O último Relatório Mundial nas Nações Unidas sobre o Desenvolvimento de Recursos Hídricos deu um alerta: “Na medida em que cresce a demanda de recursos hídricos no mundo, diminui a probabilidade do fornecimento de água doce em muitas regiões, como consequência da mudança climática”.
José Tundisi, membro da Academia Brasileira de Ciências e doutor em Ciências pela USP, afirma que a escassez de água já é um problema real, e não mais uma questão com a qual teríamos que lidar no futuro. “Relatórios chamam atenção para isso. Até 2050 isso já vai ser muito claro, são pesquisas baseadas em dados. Ainda não está em nível planetário, mas vamos ter abundância de água em algumas regiões e escassez em outras”, prevê.
A escassez de água causaria, obviamente, mudanças relevantes. “Uma escassez aqui no Brasil poderia ter efeitos catastróficos para a economia, já que oitenta por cento da energia do país vem da água. Também teria aumento de doenças de veiculação hídrica e deterioração da qualidade da água”, aponta Tundisi.
O doutor destaca que a principal saída seria transformar água salgada em água doce: “O custo da dessanilização ainda é alto, mas está baixando. Em alguns lugares isso já é realizado, ou está quase, como Israel, Barcelona e Kuwait”. Ele também sugere outras soluções, como “fazer um grande projeto de proteção para conservar as águas nas bacias hidrográficas e melhorar o reuso e implantar um sistema de conservação nas áreas urbanas e na agricultura”.
O presidente do Banco Mundial, Jim Yong Kim, denunciou, na última quinta-feira (10), que aquecimento global não está sendo levado a sério e que o tempo está se esgotando para evitar consequências como a seca e a inundação de cidades.

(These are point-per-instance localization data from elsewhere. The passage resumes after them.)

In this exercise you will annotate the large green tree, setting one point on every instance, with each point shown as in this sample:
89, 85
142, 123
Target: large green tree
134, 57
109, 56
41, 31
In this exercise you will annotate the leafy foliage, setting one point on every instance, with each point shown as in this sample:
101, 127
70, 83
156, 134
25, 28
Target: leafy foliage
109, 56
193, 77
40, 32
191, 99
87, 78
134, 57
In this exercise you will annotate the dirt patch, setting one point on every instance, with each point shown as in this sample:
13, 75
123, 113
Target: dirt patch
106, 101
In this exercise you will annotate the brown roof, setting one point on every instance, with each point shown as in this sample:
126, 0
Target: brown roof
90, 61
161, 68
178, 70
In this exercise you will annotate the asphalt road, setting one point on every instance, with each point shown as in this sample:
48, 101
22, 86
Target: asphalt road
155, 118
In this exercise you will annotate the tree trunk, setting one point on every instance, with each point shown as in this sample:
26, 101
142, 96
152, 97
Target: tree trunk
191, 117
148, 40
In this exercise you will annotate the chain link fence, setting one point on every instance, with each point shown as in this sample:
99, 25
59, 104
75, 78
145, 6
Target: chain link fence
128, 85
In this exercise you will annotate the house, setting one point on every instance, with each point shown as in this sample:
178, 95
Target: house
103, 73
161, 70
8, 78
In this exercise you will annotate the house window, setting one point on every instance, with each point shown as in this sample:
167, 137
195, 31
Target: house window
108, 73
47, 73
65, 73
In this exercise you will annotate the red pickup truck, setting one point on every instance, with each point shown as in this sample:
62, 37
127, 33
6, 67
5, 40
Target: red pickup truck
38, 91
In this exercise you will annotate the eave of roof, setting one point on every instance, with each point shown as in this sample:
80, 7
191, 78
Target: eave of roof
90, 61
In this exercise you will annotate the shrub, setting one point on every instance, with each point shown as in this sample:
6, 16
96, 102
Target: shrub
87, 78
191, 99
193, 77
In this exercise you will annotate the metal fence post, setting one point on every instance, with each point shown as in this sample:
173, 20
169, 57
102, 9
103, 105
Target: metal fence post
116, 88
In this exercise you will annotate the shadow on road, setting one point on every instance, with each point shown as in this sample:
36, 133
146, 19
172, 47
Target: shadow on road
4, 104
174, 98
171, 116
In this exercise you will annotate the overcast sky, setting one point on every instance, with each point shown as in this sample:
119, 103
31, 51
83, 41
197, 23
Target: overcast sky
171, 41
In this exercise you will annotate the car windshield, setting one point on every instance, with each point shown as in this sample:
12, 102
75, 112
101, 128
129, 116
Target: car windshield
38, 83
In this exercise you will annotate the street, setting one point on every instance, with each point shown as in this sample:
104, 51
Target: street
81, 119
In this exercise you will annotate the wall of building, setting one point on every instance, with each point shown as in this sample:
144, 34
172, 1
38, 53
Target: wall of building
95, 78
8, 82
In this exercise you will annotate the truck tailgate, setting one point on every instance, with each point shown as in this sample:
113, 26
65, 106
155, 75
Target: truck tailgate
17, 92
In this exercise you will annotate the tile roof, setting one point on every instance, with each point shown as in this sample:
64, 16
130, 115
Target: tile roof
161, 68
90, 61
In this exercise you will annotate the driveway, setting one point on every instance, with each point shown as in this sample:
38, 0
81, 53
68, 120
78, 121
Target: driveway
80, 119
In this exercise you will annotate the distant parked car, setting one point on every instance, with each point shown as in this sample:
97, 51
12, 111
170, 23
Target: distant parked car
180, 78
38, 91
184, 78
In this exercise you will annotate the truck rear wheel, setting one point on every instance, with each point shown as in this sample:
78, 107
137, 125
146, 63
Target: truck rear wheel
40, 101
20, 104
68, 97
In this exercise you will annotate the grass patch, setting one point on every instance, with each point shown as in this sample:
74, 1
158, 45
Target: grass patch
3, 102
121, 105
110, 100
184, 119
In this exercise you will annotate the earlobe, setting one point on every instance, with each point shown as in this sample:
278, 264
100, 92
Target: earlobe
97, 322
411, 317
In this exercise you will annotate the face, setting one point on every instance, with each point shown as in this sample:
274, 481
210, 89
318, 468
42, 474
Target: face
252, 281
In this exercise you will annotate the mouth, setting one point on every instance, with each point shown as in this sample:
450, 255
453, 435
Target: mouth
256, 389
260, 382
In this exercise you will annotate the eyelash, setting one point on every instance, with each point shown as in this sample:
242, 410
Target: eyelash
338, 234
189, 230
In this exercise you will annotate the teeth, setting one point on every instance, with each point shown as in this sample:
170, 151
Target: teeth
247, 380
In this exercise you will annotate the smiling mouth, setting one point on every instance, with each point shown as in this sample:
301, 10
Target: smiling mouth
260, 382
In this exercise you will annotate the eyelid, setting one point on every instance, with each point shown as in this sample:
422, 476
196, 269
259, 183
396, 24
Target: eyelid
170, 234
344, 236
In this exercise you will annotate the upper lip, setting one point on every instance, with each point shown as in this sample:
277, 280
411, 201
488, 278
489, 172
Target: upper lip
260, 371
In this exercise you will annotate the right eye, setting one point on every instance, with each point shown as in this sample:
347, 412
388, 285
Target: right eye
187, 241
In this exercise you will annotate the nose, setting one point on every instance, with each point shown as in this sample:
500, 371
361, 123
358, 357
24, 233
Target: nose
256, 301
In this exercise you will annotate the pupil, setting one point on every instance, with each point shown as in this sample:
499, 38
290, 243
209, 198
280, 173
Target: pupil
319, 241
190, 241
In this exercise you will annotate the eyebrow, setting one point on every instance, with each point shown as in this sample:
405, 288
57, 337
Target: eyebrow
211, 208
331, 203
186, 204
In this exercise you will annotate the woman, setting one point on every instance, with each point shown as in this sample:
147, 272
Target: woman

Ele defendeu que “o aquecimento de 2 graus Celsius vai ter grandes implicações”, indicando que “40% das terras aráveis da África desaparecerão e a cidade de Bangcoc poderá ficar submersa”. “Daqui a dez ou 15 anos, quando começarem batalhas devido à falta de acesso à água e à comida, estaremos todos aqui sentados pensando: meu Deus, por que não fizemos mais àquela altura?”, completou.
David Zee, doutor em geografia ambiental e professor de oceanografia da UERJ, vai além das consequência negativas na produção de energia, no caso de uma escassez. “Afetaria muito a economia. O Brasil exporta água. Exporta alimentos. Grande parte dos produtos industriais depende da água. Para produzir uma tonelada de cereais, precisa de uma tonelada de água”, afirma. Ideval Costa, geólogo da USP, é ainda mais contundente: “Precisa de água para produzir. Sem produção, não tem economia. É uma questão de logística”.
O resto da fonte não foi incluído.